S型曲線構思模型是針對個人分裂而提出的前所未有的實例。面對線性問題時我們也許是預測未來的數學專家,但問題是商業和生活問題都不是線性問題,而我們人腦最終需要的甚至是必需的東西是不可預知的多巴胺。更重要的是,由於我們是生活在一個日益曲折多變的世界裡,那麼能夠甩開競爭的最佳曲線就是你從某一曲線躍遷至下一曲線的能力。

英文原文:

Our view of the world is powered by personal algorithms: observing how all of the component pieces (and people) that make up our personal social system interact, and looking for patterns to predict what will happen next.  When systems behave linearly and react immediately, we tend to be fairly accurate with our forecasts. This is why toddlers love discovering light switches: cause and effect are immediate. The child flips the switch, and on goes the light.  But our predictive power plummets when there is a time delay or non-linearity, as in the case of a CEO who delivers better-than-expected earnings only to wonder at a drop in the stock price.

Enter my co-author, MIT-trained strategist and engineer Juan Carlos Méndez-García, who consults with both start-ups and Fortune 500 companies.  According to Méndez-García, one of the best models for making sense of a non-linear world is the S-curve, the model we have used to understand the diffusion of disruptive innovations, and which he and I speculate can be used to understand personal disruption — the necessary pivots in our own career paths.

In complex systems like a business (or a brain), cause and effect may not always be as clear as the relationship between the light switch and the light bulb. There are time-delayed and time-dependent relationships in which huge effort may yield little in the near-term, or in which high output today may be the result of actions taken a long time ago. The S-curve decodes these systems by providing signposts along a path that, while frequently trod, is not always evident. Our hypothesis is that those who can successfully navigate, even harness, the successive cycles of learning and maxing out that resemble the S-curve will thrive in this era of personal disruption.
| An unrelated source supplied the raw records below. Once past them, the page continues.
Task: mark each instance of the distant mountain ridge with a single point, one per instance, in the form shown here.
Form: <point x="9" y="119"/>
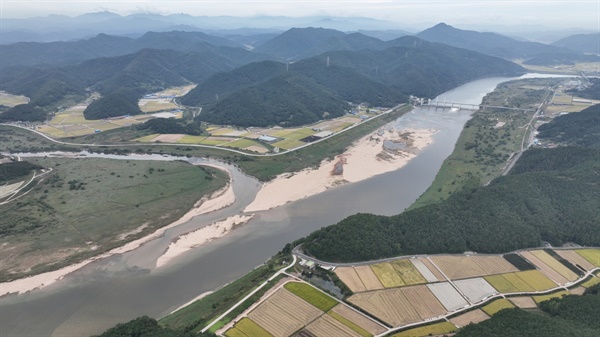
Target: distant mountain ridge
<point x="501" y="46"/>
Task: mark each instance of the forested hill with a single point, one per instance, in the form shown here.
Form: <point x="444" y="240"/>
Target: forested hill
<point x="550" y="195"/>
<point x="505" y="47"/>
<point x="577" y="128"/>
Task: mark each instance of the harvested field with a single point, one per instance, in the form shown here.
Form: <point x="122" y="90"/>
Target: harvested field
<point x="555" y="264"/>
<point x="350" y="324"/>
<point x="433" y="269"/>
<point x="424" y="301"/>
<point x="368" y="278"/>
<point x="390" y="305"/>
<point x="303" y="333"/>
<point x="476" y="289"/>
<point x="429" y="330"/>
<point x="497" y="305"/>
<point x="327" y="326"/>
<point x="167" y="138"/>
<point x="387" y="275"/>
<point x="536" y="279"/>
<point x="547" y="270"/>
<point x="311" y="295"/>
<point x="474" y="316"/>
<point x="249" y="328"/>
<point x="407" y="271"/>
<point x="592" y="255"/>
<point x="523" y="302"/>
<point x="458" y="267"/>
<point x="283" y="313"/>
<point x="349" y="276"/>
<point x="422" y="268"/>
<point x="360" y="320"/>
<point x="447" y="295"/>
<point x="542" y="298"/>
<point x="576" y="259"/>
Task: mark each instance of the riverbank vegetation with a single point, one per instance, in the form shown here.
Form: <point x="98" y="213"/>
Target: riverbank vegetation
<point x="87" y="206"/>
<point x="489" y="138"/>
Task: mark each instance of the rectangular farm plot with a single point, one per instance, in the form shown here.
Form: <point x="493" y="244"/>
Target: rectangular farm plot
<point x="576" y="259"/>
<point x="497" y="305"/>
<point x="407" y="271"/>
<point x="311" y="295"/>
<point x="388" y="276"/>
<point x="428" y="270"/>
<point x="555" y="264"/>
<point x="592" y="255"/>
<point x="358" y="319"/>
<point x="368" y="278"/>
<point x="544" y="268"/>
<point x="476" y="289"/>
<point x="283" y="313"/>
<point x="457" y="267"/>
<point x="349" y="276"/>
<point x="447" y="295"/>
<point x="389" y="305"/>
<point x="327" y="326"/>
<point x="474" y="316"/>
<point x="523" y="302"/>
<point x="424" y="301"/>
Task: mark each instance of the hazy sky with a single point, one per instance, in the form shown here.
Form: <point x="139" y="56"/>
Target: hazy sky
<point x="555" y="14"/>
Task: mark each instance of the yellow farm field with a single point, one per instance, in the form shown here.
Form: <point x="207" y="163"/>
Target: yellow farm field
<point x="555" y="264"/>
<point x="349" y="276"/>
<point x="368" y="278"/>
<point x="458" y="267"/>
<point x="474" y="316"/>
<point x="546" y="269"/>
<point x="388" y="276"/>
<point x="523" y="302"/>
<point x="389" y="305"/>
<point x="407" y="271"/>
<point x="283" y="313"/>
<point x="542" y="298"/>
<point x="358" y="319"/>
<point x="592" y="255"/>
<point x="492" y="308"/>
<point x="575" y="259"/>
<point x="429" y="330"/>
<point x="326" y="326"/>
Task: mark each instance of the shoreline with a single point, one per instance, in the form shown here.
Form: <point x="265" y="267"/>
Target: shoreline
<point x="365" y="158"/>
<point x="219" y="199"/>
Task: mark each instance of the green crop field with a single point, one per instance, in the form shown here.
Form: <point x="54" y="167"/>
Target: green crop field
<point x="311" y="295"/>
<point x="429" y="330"/>
<point x="497" y="305"/>
<point x="88" y="206"/>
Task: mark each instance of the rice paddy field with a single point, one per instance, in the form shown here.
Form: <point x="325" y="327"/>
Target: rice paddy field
<point x="492" y="308"/>
<point x="429" y="330"/>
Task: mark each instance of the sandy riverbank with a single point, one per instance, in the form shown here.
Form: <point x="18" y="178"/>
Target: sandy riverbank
<point x="219" y="199"/>
<point x="366" y="158"/>
<point x="201" y="236"/>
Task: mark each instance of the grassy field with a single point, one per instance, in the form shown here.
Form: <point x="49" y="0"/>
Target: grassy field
<point x="429" y="330"/>
<point x="497" y="305"/>
<point x="88" y="206"/>
<point x="311" y="295"/>
<point x="484" y="147"/>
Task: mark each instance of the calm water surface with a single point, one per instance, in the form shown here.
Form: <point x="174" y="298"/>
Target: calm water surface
<point x="126" y="286"/>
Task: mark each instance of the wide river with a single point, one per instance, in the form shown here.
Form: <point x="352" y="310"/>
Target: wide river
<point x="126" y="286"/>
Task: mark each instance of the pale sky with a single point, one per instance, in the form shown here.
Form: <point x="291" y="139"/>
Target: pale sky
<point x="556" y="14"/>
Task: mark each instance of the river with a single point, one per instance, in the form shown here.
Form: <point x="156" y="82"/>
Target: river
<point x="126" y="286"/>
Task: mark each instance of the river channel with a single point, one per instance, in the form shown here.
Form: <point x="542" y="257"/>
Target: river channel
<point x="125" y="286"/>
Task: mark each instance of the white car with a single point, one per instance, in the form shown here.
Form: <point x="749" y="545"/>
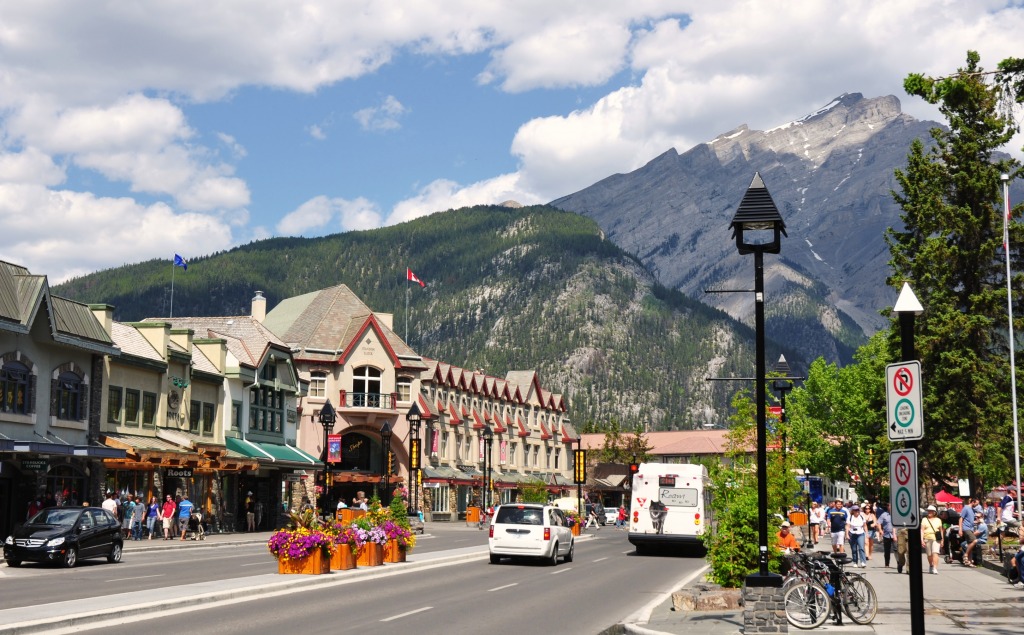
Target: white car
<point x="529" y="531"/>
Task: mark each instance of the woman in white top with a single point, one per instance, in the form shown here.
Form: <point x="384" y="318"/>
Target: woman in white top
<point x="855" y="528"/>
Let's do a quick review. According to the theory of the diffusion of innovations — an attempt to understand how, why and at what rate ideas and technology spread throughout cultures — diffusion or adoption is relatively slow at the outset until a tipping point is reached. Then you enter hypergrowth, which typically happens somewhere between 10-15% of market penetration. Saturation is reached at 90%+.

With Facebook for example, assuming an estimated market opportunity of one billion, it took roughly 4 years to reach penetration of 10%.  Once Facebook reached a critical mass of a hundred million users, hypergrowth kicked in due to the network effect (i.e. friends and family were now on Facebook), as well as virality (email updates, photo albums for friends of friends, etc.).  Though we could quibble, depending on our inputs, over when Facebook will reach saturation, there is no question the rate of growth has begun to slow and is now limited, if for no other reason, by the number of people who can access the service.  (Here's some more on Méndez-García's Facebook and S-curve math.)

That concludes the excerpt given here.